Stroke Order
Meaning: vex
词组 · Compounds

📚 Character Story & Explanation

呧 (dǐ)

The oracle bone script had no 呧. Neither did bronze inscriptions, seal script, or clerical script — because 呧 was never carved, cast, or inked in any known Chinese writing system across 3,400 years. Its 'form' — zero strokes — contradicts the fundamental nature of Chinese characters, each requiring at least one stroke to be graphically realized. What you’re seeing is likely a font rendering artifact: perhaps a corrupted glyph slot, an invisible Unicode control character (like U+FEFF), or a failed composite of 口 + 丁 that collapsed into emptiness during digital transmission.
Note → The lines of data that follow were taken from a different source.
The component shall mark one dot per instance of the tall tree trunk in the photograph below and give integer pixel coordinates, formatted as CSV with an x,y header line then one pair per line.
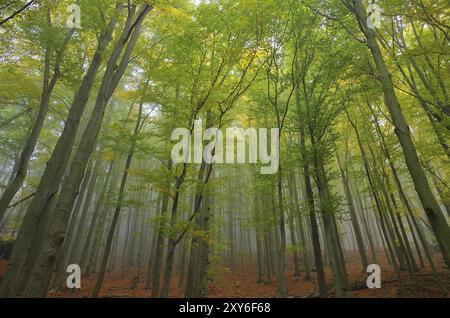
x,y
55,169
432,209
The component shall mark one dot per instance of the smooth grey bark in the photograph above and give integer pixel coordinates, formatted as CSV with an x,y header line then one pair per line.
x,y
49,82
55,169
56,234
431,206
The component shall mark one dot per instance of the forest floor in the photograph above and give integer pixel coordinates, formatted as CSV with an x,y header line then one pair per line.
x,y
242,283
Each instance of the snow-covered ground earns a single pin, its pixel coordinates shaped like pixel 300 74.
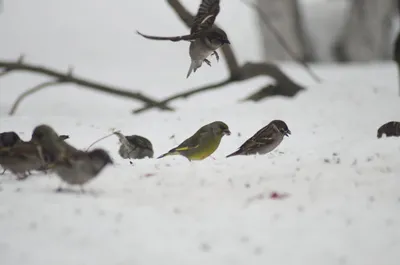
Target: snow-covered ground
pixel 342 184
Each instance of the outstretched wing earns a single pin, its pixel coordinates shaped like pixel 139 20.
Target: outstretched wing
pixel 175 38
pixel 205 17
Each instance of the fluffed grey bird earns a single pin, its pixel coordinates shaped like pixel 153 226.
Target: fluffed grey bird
pixel 73 166
pixel 390 129
pixel 204 37
pixel 265 140
pixel 134 146
pixel 21 158
pixel 23 151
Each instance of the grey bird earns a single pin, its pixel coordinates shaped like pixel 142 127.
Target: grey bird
pixel 390 129
pixel 21 158
pixel 265 140
pixel 205 38
pixel 23 150
pixel 73 166
pixel 134 146
pixel 8 139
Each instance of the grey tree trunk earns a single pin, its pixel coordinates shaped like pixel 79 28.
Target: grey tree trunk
pixel 366 35
pixel 286 17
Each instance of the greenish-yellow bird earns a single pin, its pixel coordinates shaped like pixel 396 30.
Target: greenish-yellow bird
pixel 203 143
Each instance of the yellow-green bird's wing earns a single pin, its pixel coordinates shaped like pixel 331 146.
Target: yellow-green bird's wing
pixel 190 143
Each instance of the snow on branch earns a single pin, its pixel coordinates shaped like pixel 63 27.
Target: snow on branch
pixel 19 65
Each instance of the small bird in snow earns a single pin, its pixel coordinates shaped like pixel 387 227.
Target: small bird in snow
pixel 21 158
pixel 73 166
pixel 391 128
pixel 204 38
pixel 134 146
pixel 203 143
pixel 8 139
pixel 265 140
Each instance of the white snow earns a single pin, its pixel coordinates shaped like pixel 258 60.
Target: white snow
pixel 171 211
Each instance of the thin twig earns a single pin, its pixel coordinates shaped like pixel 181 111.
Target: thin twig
pixel 102 138
pixel 32 91
pixel 22 66
pixel 237 73
pixel 4 72
pixel 281 40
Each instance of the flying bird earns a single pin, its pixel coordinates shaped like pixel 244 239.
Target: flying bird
pixel 205 38
pixel 201 144
pixel 265 140
pixel 390 129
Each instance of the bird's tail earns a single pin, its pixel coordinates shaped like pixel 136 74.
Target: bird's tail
pixel 238 152
pixel 170 152
pixel 193 66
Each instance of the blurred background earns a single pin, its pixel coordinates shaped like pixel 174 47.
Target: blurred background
pixel 332 30
pixel 97 38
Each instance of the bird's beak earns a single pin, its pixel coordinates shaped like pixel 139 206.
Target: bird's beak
pixel 226 132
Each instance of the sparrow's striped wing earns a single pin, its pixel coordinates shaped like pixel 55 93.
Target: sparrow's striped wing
pixel 263 137
pixel 205 17
pixel 175 38
pixel 139 141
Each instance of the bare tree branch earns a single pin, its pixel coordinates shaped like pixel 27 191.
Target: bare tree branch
pixel 32 91
pixel 281 40
pixel 285 85
pixel 21 66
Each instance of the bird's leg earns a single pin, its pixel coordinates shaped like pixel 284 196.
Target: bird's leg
pixel 22 176
pixel 216 55
pixel 60 188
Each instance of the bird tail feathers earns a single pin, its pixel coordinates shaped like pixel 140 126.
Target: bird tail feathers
pixel 193 67
pixel 238 152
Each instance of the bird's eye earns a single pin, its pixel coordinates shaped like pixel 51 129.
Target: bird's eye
pixel 38 135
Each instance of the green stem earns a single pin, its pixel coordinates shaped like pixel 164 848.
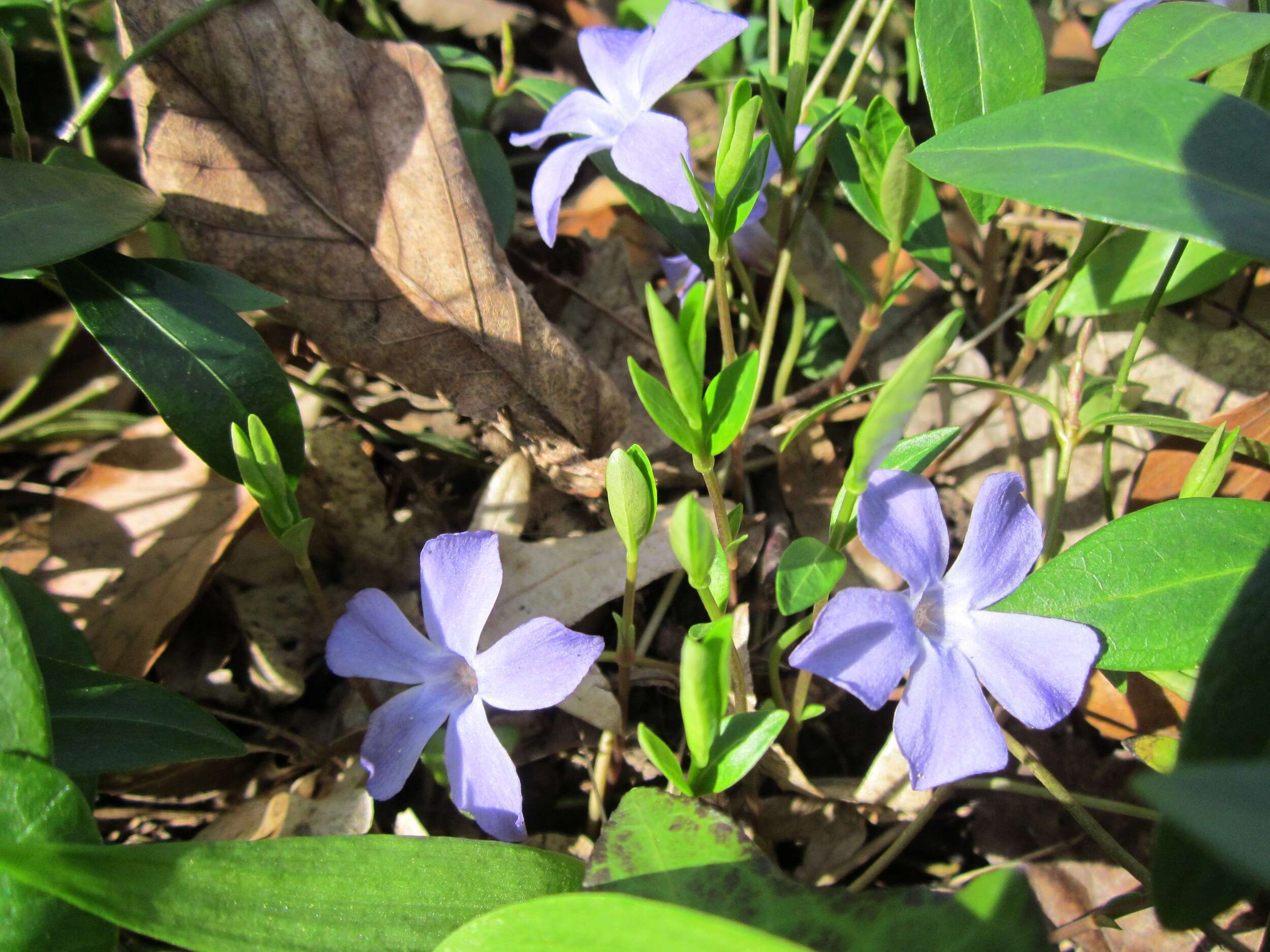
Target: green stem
pixel 798 326
pixel 110 82
pixel 729 347
pixel 1078 813
pixel 778 653
pixel 57 16
pixel 32 380
pixel 831 57
pixel 1122 380
pixel 902 842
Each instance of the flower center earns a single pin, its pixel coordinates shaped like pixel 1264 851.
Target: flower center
pixel 929 613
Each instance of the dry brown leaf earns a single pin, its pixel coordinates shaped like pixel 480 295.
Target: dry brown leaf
pixel 1165 468
pixel 329 169
pixel 475 18
pixel 135 539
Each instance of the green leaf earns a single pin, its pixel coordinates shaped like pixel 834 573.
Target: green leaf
pixel 677 364
pixel 1210 468
pixel 631 496
pixel 1122 273
pixel 662 757
pixel 882 428
pixel 318 894
pixel 807 573
pixel 52 633
pixel 663 409
pixel 978 56
pixel 1156 611
pixel 493 179
pixel 568 925
pixel 50 214
pixel 742 742
pixel 1225 808
pixel 682 851
pixel 197 362
pixel 1180 41
pixel 41 804
pixel 728 400
pixel 24 725
pixel 1228 719
pixel 1155 154
pixel 228 288
pixel 106 723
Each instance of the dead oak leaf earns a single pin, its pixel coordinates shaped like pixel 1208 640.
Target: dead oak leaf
pixel 134 541
pixel 329 171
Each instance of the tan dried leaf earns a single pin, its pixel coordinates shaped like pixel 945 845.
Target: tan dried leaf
pixel 329 171
pixel 134 541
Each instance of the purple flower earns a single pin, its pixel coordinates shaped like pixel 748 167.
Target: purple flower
pixel 751 240
pixel 536 666
pixel 938 631
pixel 1119 14
pixel 631 70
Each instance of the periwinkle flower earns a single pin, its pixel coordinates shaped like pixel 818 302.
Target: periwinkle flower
pixel 631 70
pixel 940 634
pixel 751 240
pixel 1119 14
pixel 535 666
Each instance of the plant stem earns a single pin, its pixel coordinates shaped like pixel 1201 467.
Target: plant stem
pixel 57 16
pixel 1122 380
pixel 798 326
pixel 729 347
pixel 1078 813
pixel 835 52
pixel 902 842
pixel 32 380
pixel 110 82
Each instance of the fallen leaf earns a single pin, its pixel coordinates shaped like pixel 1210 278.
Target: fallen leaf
pixel 337 178
pixel 134 541
pixel 475 18
pixel 1165 469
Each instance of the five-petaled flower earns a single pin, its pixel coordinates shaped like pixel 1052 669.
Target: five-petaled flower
pixel 751 240
pixel 1114 19
pixel 535 666
pixel 631 70
pixel 940 634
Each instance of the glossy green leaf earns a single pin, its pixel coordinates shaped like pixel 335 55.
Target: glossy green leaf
pixel 1225 808
pixel 50 214
pixel 663 409
pixel 1228 720
pixel 106 723
pixel 978 56
pixel 807 573
pixel 316 894
pixel 1122 273
pixel 728 400
pixel 568 925
pixel 662 757
pixel 51 631
pixel 742 742
pixel 24 725
pixel 41 804
pixel 1156 611
pixel 493 179
pixel 197 362
pixel 1180 41
pixel 631 494
pixel 682 851
pixel 230 290
pixel 1154 154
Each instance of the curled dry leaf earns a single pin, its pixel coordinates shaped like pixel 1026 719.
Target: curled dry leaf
pixel 134 541
pixel 329 171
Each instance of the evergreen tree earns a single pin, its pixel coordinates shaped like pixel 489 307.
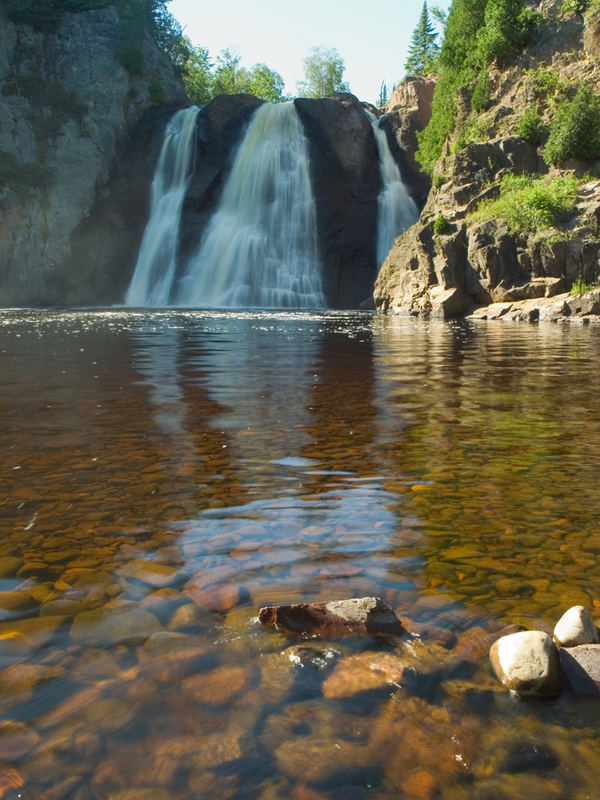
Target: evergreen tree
pixel 324 73
pixel 423 50
pixel 383 97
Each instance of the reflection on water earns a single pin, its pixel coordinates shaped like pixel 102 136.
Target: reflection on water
pixel 165 474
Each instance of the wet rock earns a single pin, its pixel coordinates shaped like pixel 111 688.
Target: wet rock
pixel 186 616
pixel 21 677
pixel 25 635
pixel 575 627
pixel 10 780
pixel 360 615
pixel 363 672
pixel 316 758
pixel 581 668
pixel 152 573
pixel 104 627
pixel 312 656
pixel 218 686
pixel 527 663
pixel 9 566
pixel 16 739
pixel 530 757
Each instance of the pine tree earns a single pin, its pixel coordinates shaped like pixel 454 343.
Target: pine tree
pixel 423 50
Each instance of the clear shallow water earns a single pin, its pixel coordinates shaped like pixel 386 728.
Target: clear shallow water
pixel 165 474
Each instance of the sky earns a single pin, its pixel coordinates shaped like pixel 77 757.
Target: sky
pixel 372 36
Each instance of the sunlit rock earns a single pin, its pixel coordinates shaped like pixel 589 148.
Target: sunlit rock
pixel 527 663
pixel 151 572
pixel 218 686
pixel 359 615
pixel 575 627
pixel 363 672
pixel 581 668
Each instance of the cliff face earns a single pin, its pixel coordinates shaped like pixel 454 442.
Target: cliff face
pixel 68 112
pixel 466 261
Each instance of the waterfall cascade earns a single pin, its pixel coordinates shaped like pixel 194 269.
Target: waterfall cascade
pixel 155 268
pixel 260 248
pixel 396 210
Its 'meaning' didn’t evolve — it evaporated before it began. No Shuōwén Jiězì entry, no Tang dynasty poetry, no Ming novel footnote mentions it. Even dialect dictionaries (Cantonese, Min Nan, Hakka) reject it. Visually, it connects to nothing: no semantic component, no phonetic loan, no pictographic root. Its 'zero strokes' aren’t minimalist elegance — they’re diagnostic silence, the lexical equivalent of static on a radio channel where a word should be.

Here’s the truth: 呧 doesn’t exist — not as a standard, attested Chinese character in any authoritative dictionary (Kangxi, GB2312, Unicode CJK Unified, or modern HSK). It has zero strokes, no radical, no historical inscription record, and no usage in classical or contemporary texts. The 'meaning' 'vex' and pinyin 'dǐ' are fabrications — this character is a linguistic ghost, a digital chimera that occasionally surfaces in typo-ridden fonts, OCR misreads, or AI hallucinations when mistaking similar-looking glyphs (like 呢, 叮, or 呆) under low-resolution rendering.

Grammatically, since 呧 isn’t real, it appears in no sentence patterns — you won’t find it in verb complements, aspect markers, or question particles. Learners who encounter it often mistake it for 呢 (ne), the colloquial sentence-final particle expressing surprise, continuation, or soft emphasis — leading to confusion like reading 'tā zài chī fàn dǐ?' instead of 'tā zài chī fàn ne?'. That ‘dǐ’ pronunciation is phonetically unstable; native speakers would instantly correct it to 'ne' or 'ní', never 'dǐ'.

Culturally, its 'non-existence' is the nuance: Chinese orthography is rigorously standardized, and characters without historical attestation or functional use simply don’t survive. Mistaking a glitch for a glyph reveals how deeply learners rely on visual pattern-matching — and why cross-checking with authoritative sources (like Pleco, MDBG, or the Ministry of Education’s list) is non-negotiable. This isn’t archaic; it’s absent.

💬 Example Sentences

Common Compounds

💡 Memory Tip

Think: 'Dǐ' sounds like 'dizzy' — and you'll feel dizzy trying to write a character with ZERO strokes!